On Friday, California Governor Gavin Newsom signed seven legislative proposals to amend the California Consumer Privacy Act (CCPA), marking the end of a nearly-yearlong process to make changes to the new privacy law before it goes into effect on January 1st. The next opportunity to amend the CCPA will be in the 2020 legislative session.

The Governor’s decision to sign the amendments followed the release by the California Attorney General of draft regulations last Thursday.

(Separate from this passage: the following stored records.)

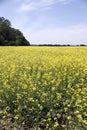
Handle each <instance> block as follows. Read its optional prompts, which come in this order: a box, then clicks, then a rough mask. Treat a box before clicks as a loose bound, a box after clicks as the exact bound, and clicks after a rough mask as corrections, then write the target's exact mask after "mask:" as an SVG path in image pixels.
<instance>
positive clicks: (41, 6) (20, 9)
mask: <svg viewBox="0 0 87 130" xmlns="http://www.w3.org/2000/svg"><path fill="white" fill-rule="evenodd" d="M18 1H19V0H18ZM70 1H71V0H33V1H32V0H26V1H22V2H21V3H22V4H21V6H20V8H19V11H33V10H38V9H42V8H47V7H50V6H52V5H54V4H56V3H67V2H70Z"/></svg>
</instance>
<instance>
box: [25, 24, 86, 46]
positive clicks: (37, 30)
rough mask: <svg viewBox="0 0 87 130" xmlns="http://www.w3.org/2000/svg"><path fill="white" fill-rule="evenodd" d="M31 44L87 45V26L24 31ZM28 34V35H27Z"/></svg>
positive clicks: (79, 25)
mask: <svg viewBox="0 0 87 130" xmlns="http://www.w3.org/2000/svg"><path fill="white" fill-rule="evenodd" d="M24 31H25V34H26V36H27V38H28V39H30V42H31V44H87V40H86V39H87V37H86V35H85V34H87V26H82V25H75V26H70V27H67V28H45V29H42V30H37V31H32V30H30V33H29V30H28V29H26V30H24ZM28 34H30V35H28Z"/></svg>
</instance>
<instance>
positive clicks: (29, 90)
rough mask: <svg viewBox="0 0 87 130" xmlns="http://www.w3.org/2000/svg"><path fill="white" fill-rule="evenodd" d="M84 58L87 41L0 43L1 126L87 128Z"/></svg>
mask: <svg viewBox="0 0 87 130" xmlns="http://www.w3.org/2000/svg"><path fill="white" fill-rule="evenodd" d="M3 52H4V53H3ZM86 59H87V48H86V47H59V48H58V47H56V48H55V47H19V48H17V47H14V48H13V47H4V48H3V47H0V126H1V128H6V129H7V128H8V129H17V130H19V129H20V130H22V129H23V128H26V129H27V128H33V129H34V130H36V129H37V130H42V129H44V130H86V128H87V60H86Z"/></svg>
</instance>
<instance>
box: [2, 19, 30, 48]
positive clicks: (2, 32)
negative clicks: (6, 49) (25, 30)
mask: <svg viewBox="0 0 87 130" xmlns="http://www.w3.org/2000/svg"><path fill="white" fill-rule="evenodd" d="M28 45H30V44H29V42H28V41H27V40H26V39H25V37H24V36H23V34H22V33H21V32H20V31H19V30H18V29H14V28H12V27H11V23H10V21H9V20H7V19H5V18H3V17H0V46H28Z"/></svg>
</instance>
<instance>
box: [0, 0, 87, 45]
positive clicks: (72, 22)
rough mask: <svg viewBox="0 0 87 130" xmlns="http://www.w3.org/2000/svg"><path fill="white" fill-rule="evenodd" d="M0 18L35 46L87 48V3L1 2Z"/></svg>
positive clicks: (13, 1) (72, 2)
mask: <svg viewBox="0 0 87 130" xmlns="http://www.w3.org/2000/svg"><path fill="white" fill-rule="evenodd" d="M0 17H5V18H7V19H9V20H10V21H11V23H12V27H14V28H17V29H19V30H21V31H22V32H23V34H24V36H25V37H26V38H27V39H28V40H29V41H30V43H31V44H87V0H0Z"/></svg>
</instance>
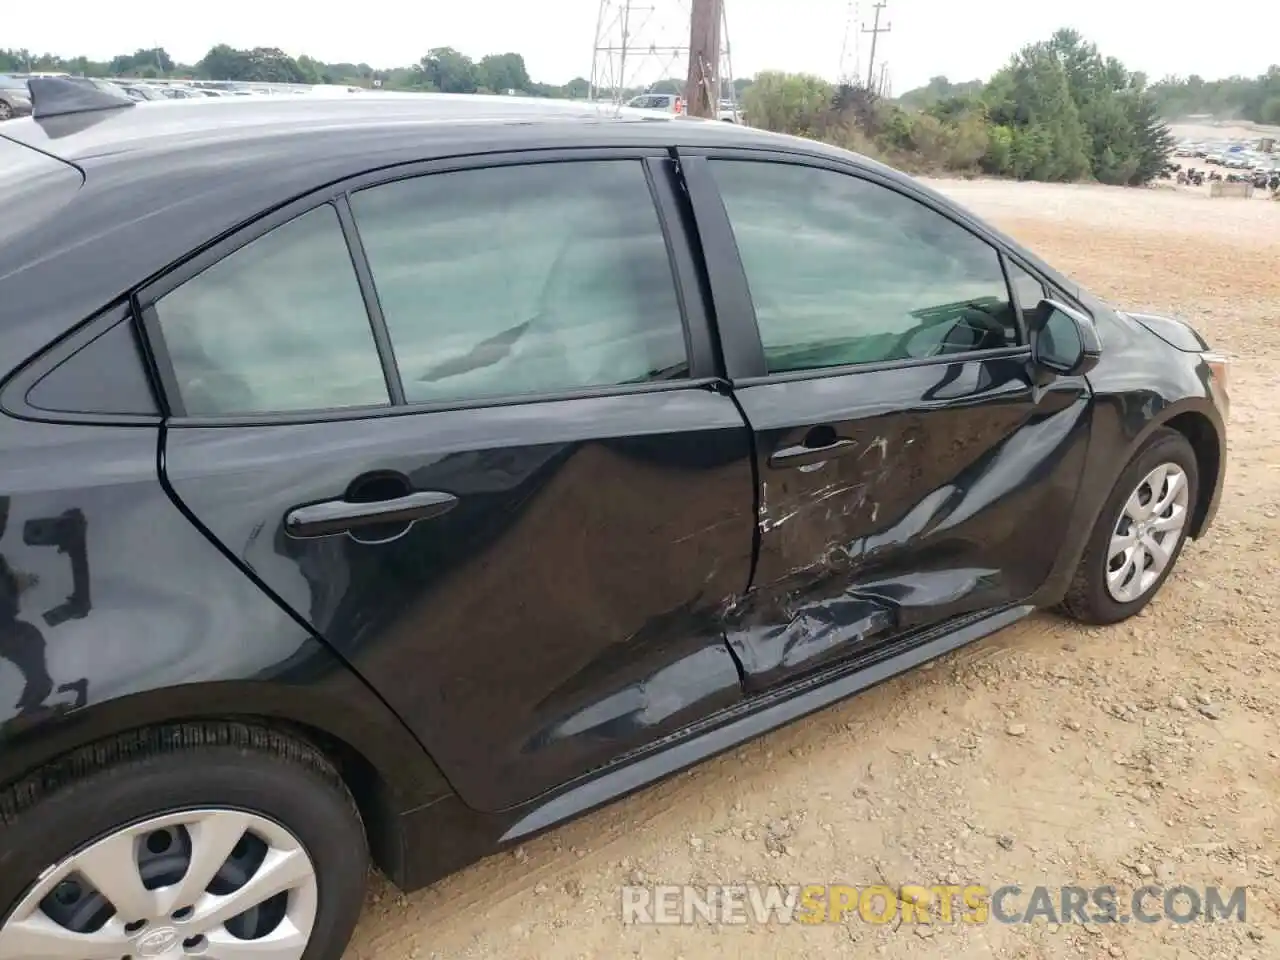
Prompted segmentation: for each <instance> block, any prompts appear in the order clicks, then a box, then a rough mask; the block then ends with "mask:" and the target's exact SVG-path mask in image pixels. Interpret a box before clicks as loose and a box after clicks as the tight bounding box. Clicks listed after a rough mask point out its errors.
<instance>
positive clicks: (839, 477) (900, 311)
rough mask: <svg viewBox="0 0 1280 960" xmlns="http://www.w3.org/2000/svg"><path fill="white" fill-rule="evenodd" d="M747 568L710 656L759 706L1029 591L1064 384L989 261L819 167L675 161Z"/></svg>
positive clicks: (934, 206) (803, 160)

The draft regulations are proposed rules that the California Attorney General seeks to use to direct businesses on how more specifically they can comply with the CCPA, whereas the amendments signed into law by the governor will replace or augment the statutory text of the CCPA.

Here’s the full list of the new laws that amend the CCPA:

  • CLARIFYING AMENDMENTS & EXEMPTIONS: Assembly Bill 1355 exempts deidentified or aggregate consumer information from the personal information definition; creates a one-year exemption for certain B2B communications or transactions; and broadens the existing exemption for compliance with the federal Fair Credit Reporting Act (FCRA).
  • DATA BROKER REGISTRATION: Assembly Bill 1202 requires data brokers to register with the California Attorney General.
  • EMPLOYEE EXEMPTION: Assembly Bill 25 changes the CCPA so that the law does not cover collection of personal information from job applicants, employees, business owners, directors, officers, medical staff, or contractors for one year.
  • CONSUMER REQUEST FOR DISCLOSURE METHODS: Assembly Bill 1564 requires businesses to provide two methods for consumers to submit requests for information, including, at a minimum, a toll-free telephone number, but provides that, for a business that operates exclusively online and has a direct relationship with a consumer from whom it collects personal information, is only required to provide an email address for submitting CCPA requests.
  • VEHICLE WARRANTIES & RECALLS: Assembly Bill 1146 exempts vehicle information retained or shared for purposes of a warranty or recall-related vehicle repair.
  • PUBLICLY AVAILABLE INFORMATION: Assembly Bill 874 streamlines the definition of “publicly available” to mean information that is lawfully made available from federal, state, or local government records. The amendment also clarifies that the definition of “personal information” excludes deidentified or aggregate consumer information.
  • Data Breach Notification: In the context of data breaches, Assembly Bill 1130 revises the personal information definition to add specified unique biometric data, tax identification numbers, passport numbers, military identification numbers, and unique identification numbers issued on a government document in addition to those for driver’s licenses and California identification cards to these provisions. The amendment also authorize inclusion in the data breach notification involving biometric data, instructions on how to notify other entities that used the same type of biometric data as an authenticator to no longer rely on data for authentication purposes.